Another tragic event which could & should have been avoided


----------



## Cat_Crazy (Jul 15, 2009)

What a shame.

Poor little girl and the last thing Staffie's need is more bad press.

I have seen first hand how wonderful these dogs can be it's just a shame that they get into the wrong hands.

I completely agree that if it had been a Lab it would not be seen as a savage devil dog.


----------



## Guest (Sep 9, 2009)

Hope the girl recovers quickly.

Read the story,however nothing has been mentioned about how it happened.
I doubt whether we will get the full facts,as usual the dog is to blame or rather the breed.

I have owned SBT's for nearly 20 years and never ever have we had any problems with our dogs and kids,they have never been left alone together ever.

Whose dog was it ?
What was a four year old child doing playing in the street ?
What were the circumstances leading up to the attack ?
How old was the dog ?
Was it Loose or in it's garden ?
Was it entire ?
How was it bred ?

So many questions unanswered yet the animal is a devil dog,it's a dog, a dog that has sadly felt the need to attack a child,what happened to cause it ?

It is very very rare for a well bred SBT to attack a child.


----------



## Pampered pets (Jun 20, 2009)

If you see in my sig there is a link to a staffy im trying to save, reported in the paper as a savage beast, dont forget papers like to sensationalise. The story about Tyson wasnt correct, not everything in the papers is right or true.

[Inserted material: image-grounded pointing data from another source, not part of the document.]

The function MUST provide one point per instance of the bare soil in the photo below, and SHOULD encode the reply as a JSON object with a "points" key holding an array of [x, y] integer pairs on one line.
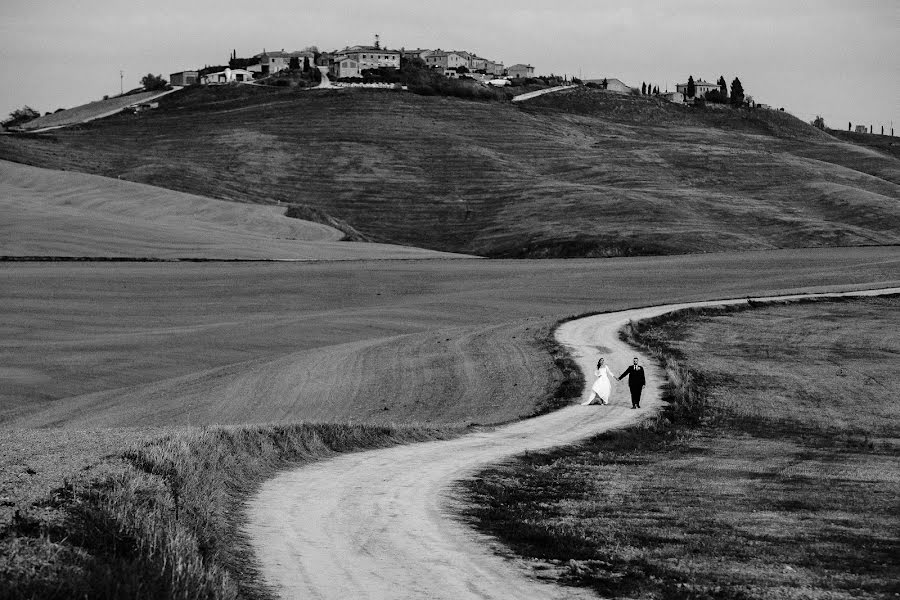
{"points": [[573, 174], [375, 524], [111, 345], [45, 213]]}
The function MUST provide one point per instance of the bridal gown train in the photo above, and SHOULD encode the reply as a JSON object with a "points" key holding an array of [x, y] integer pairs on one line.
{"points": [[602, 387]]}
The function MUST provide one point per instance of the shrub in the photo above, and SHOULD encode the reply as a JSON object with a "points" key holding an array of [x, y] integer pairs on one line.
{"points": [[153, 82], [21, 115]]}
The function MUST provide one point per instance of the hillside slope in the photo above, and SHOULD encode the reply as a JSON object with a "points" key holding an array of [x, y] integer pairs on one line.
{"points": [[46, 213], [583, 173]]}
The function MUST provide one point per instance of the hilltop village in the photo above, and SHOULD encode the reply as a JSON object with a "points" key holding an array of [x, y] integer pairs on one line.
{"points": [[372, 64]]}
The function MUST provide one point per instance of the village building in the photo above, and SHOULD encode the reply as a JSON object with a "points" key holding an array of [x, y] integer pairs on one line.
{"points": [[700, 88], [271, 62], [612, 85], [676, 97], [184, 78], [445, 61], [352, 61], [417, 52], [520, 70], [494, 68], [226, 76]]}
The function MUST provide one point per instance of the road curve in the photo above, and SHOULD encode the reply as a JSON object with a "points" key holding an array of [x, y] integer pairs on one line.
{"points": [[378, 524]]}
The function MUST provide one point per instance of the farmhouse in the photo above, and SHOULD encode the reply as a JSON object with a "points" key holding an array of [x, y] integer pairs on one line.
{"points": [[612, 85], [185, 78], [676, 97], [352, 61], [700, 88], [272, 62], [439, 59], [520, 70], [494, 68], [226, 76]]}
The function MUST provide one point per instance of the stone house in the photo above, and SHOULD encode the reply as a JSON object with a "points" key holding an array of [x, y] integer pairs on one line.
{"points": [[226, 76], [520, 70], [352, 61], [445, 61], [185, 78], [700, 88]]}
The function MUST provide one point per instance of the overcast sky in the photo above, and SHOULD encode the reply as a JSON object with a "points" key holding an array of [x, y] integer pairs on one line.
{"points": [[836, 58]]}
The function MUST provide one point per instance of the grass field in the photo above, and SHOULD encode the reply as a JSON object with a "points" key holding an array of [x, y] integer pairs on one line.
{"points": [[45, 213], [776, 477], [91, 110], [117, 356], [123, 344], [582, 173]]}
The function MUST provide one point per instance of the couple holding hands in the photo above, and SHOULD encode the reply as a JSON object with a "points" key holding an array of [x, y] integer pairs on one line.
{"points": [[603, 387]]}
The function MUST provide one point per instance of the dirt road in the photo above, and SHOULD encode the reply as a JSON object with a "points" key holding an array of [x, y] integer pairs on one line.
{"points": [[377, 525]]}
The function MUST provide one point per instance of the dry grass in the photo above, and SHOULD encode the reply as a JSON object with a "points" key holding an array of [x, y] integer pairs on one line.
{"points": [[773, 474], [576, 174], [432, 341], [90, 110], [64, 214], [162, 518]]}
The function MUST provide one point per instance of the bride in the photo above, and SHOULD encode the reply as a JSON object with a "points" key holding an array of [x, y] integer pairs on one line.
{"points": [[602, 387]]}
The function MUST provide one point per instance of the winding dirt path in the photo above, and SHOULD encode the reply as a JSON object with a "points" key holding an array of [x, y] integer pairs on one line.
{"points": [[377, 524]]}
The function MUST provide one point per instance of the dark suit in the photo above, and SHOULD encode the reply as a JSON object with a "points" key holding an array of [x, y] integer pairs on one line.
{"points": [[636, 383]]}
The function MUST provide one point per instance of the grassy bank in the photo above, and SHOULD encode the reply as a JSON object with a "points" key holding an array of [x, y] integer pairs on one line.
{"points": [[163, 518], [577, 174], [770, 474]]}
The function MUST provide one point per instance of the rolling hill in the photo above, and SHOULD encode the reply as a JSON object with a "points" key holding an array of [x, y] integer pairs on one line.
{"points": [[45, 213], [584, 173]]}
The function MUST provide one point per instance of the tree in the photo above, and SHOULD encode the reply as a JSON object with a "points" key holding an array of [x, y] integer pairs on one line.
{"points": [[737, 92], [21, 115], [153, 82]]}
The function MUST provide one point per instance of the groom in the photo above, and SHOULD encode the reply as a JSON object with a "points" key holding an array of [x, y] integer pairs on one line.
{"points": [[636, 382]]}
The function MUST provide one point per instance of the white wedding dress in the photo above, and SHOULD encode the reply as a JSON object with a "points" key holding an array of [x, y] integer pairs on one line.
{"points": [[602, 387]]}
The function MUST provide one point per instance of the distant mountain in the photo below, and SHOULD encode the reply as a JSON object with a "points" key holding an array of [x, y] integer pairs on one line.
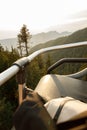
{"points": [[78, 36], [44, 37], [36, 39], [70, 26]]}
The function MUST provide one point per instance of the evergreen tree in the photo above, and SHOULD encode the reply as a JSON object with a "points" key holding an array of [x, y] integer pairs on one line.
{"points": [[23, 39]]}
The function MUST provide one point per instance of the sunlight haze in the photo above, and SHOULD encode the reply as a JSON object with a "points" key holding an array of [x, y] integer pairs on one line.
{"points": [[39, 15]]}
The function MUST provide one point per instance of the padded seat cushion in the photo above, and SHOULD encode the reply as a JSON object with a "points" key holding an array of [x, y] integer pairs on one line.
{"points": [[54, 86]]}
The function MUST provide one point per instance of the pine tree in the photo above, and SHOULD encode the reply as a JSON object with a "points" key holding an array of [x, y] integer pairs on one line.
{"points": [[23, 40]]}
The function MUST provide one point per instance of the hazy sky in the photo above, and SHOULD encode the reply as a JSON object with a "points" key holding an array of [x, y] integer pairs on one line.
{"points": [[40, 14]]}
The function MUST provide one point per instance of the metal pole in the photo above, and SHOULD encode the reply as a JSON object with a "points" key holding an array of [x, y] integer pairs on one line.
{"points": [[6, 75]]}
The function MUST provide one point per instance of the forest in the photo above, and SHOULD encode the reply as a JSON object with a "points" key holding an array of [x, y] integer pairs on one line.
{"points": [[35, 70]]}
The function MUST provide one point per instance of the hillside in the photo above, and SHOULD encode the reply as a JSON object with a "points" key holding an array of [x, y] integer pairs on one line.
{"points": [[77, 36], [36, 39]]}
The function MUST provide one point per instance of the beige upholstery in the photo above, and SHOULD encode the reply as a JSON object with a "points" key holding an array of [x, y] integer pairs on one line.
{"points": [[54, 86]]}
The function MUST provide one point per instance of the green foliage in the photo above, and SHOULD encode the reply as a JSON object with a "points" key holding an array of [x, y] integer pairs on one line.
{"points": [[6, 112], [23, 39], [38, 67], [8, 91]]}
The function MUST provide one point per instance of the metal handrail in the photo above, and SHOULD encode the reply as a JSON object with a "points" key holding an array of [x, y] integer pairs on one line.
{"points": [[14, 69], [66, 60]]}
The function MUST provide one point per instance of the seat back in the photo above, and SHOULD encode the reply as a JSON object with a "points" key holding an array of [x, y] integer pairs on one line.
{"points": [[54, 86]]}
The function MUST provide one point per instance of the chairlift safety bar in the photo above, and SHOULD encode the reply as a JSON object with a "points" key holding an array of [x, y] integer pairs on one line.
{"points": [[14, 69]]}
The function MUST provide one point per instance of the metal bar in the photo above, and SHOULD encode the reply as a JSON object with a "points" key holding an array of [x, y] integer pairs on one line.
{"points": [[6, 75], [66, 60], [78, 74]]}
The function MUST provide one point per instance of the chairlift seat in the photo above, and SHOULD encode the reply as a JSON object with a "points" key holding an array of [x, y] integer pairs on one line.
{"points": [[54, 86]]}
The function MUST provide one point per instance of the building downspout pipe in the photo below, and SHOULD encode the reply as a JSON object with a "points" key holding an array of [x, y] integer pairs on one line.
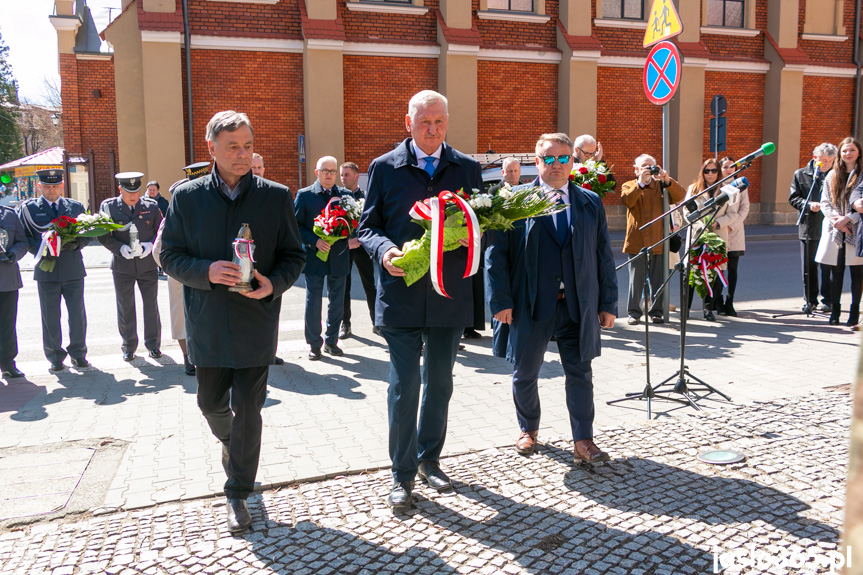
{"points": [[187, 41], [859, 64]]}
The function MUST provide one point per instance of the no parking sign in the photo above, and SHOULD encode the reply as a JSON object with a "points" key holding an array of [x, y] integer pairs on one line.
{"points": [[662, 73]]}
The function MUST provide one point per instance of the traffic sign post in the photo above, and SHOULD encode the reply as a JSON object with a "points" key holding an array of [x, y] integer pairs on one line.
{"points": [[663, 22], [662, 73]]}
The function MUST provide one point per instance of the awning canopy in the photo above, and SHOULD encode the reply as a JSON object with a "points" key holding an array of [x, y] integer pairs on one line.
{"points": [[50, 158]]}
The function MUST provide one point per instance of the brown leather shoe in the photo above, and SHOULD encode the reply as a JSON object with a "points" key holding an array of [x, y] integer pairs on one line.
{"points": [[586, 451], [526, 443]]}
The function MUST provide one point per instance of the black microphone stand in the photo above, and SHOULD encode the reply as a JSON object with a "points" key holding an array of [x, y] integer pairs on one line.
{"points": [[682, 384], [807, 309]]}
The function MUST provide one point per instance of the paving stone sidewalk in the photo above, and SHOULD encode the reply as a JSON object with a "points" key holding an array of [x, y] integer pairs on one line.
{"points": [[653, 509]]}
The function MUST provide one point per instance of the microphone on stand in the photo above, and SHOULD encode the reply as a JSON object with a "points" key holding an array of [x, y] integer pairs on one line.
{"points": [[765, 150], [727, 193]]}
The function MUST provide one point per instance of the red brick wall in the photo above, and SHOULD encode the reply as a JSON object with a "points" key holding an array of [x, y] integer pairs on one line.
{"points": [[90, 123], [280, 20], [744, 120], [828, 112], [627, 123], [271, 93], [823, 52], [377, 91], [502, 89], [375, 26]]}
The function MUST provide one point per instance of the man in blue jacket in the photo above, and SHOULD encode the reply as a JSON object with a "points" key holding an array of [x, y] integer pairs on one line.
{"points": [[311, 201], [554, 276], [415, 320]]}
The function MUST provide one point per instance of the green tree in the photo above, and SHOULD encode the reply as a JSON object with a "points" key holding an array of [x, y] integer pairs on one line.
{"points": [[10, 138]]}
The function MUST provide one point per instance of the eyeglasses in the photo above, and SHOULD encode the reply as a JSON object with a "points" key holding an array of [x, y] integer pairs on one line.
{"points": [[549, 160]]}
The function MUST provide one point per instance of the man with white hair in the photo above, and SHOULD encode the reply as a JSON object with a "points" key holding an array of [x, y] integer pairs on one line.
{"points": [[232, 334], [311, 201], [415, 320], [643, 200]]}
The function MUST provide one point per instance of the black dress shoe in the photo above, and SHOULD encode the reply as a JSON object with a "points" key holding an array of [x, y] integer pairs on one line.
{"points": [[430, 472], [188, 366], [12, 372], [400, 498], [239, 517]]}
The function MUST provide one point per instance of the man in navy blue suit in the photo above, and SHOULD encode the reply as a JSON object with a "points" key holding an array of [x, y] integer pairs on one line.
{"points": [[414, 319], [554, 276], [310, 203]]}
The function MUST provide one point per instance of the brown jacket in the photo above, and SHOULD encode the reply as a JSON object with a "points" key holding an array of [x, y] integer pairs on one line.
{"points": [[642, 206]]}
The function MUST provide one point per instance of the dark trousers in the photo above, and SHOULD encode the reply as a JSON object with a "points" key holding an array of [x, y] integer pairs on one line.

A savage dog story sells unfortunalty, as has been said wouldnt of been as big a story if it was a yorkie or some such other breed who could also do a lot of damage to a four yr old.

Children provoke dogs and not all dogs will tolerate it regardless of breed, shame they arnt as quick to print stories of all the people who attack dogs 

Hope the girl will be ok but its another set back for the dogs.


----------



## CheekoAndCo (Jun 17, 2009)

Pampered pets said:


> Children provoke dogs and not all dogs will tolerate it regardless of breed, shame they arnt as quick to print stories of all the people who attack dogs


I think she could of easily provoked the dog and it lead to this. Of course a child isn't going to admit that or is a newspaper.. Kids that lived across from us used to come up to our old 2 poodles faces and growl and shout at them but luckily the dogs didn't bother and walked away but the kids would often say they bit them.. We were watching the whole time and would tell them off but it was hard to avoid them when they came running up behind us out walks! I wonder how many poor dogs have been pts because of kids approaching the wrong way and feeling threatened so they attacked. I know the responsibility lies with the dog owner but so much should lie with parents aswell to bring their kids up to respect animals and approach them the right way. But some parents couldn't care less as I've learnt tonight with another issue to do with kids and respect..


----------



## simplysardonic (Sep 1, 2009)

While I wouldn't lay the blame on a 4 year little girl (who I believe shouldn't have been out playing without supervision) if she hasn't been taught how to behave around dogs she may have done something to provoke him/her. The blame lies entirely with the owner who should have been in control of the dog & may not have raised the dog properly in the first place. Shame on the Sun for once again getting the vociferoussheep in this world foaming at the mouth once again


----------



## bluebarry (Sep 15, 2009)

Hope the girl is ok soon!


----------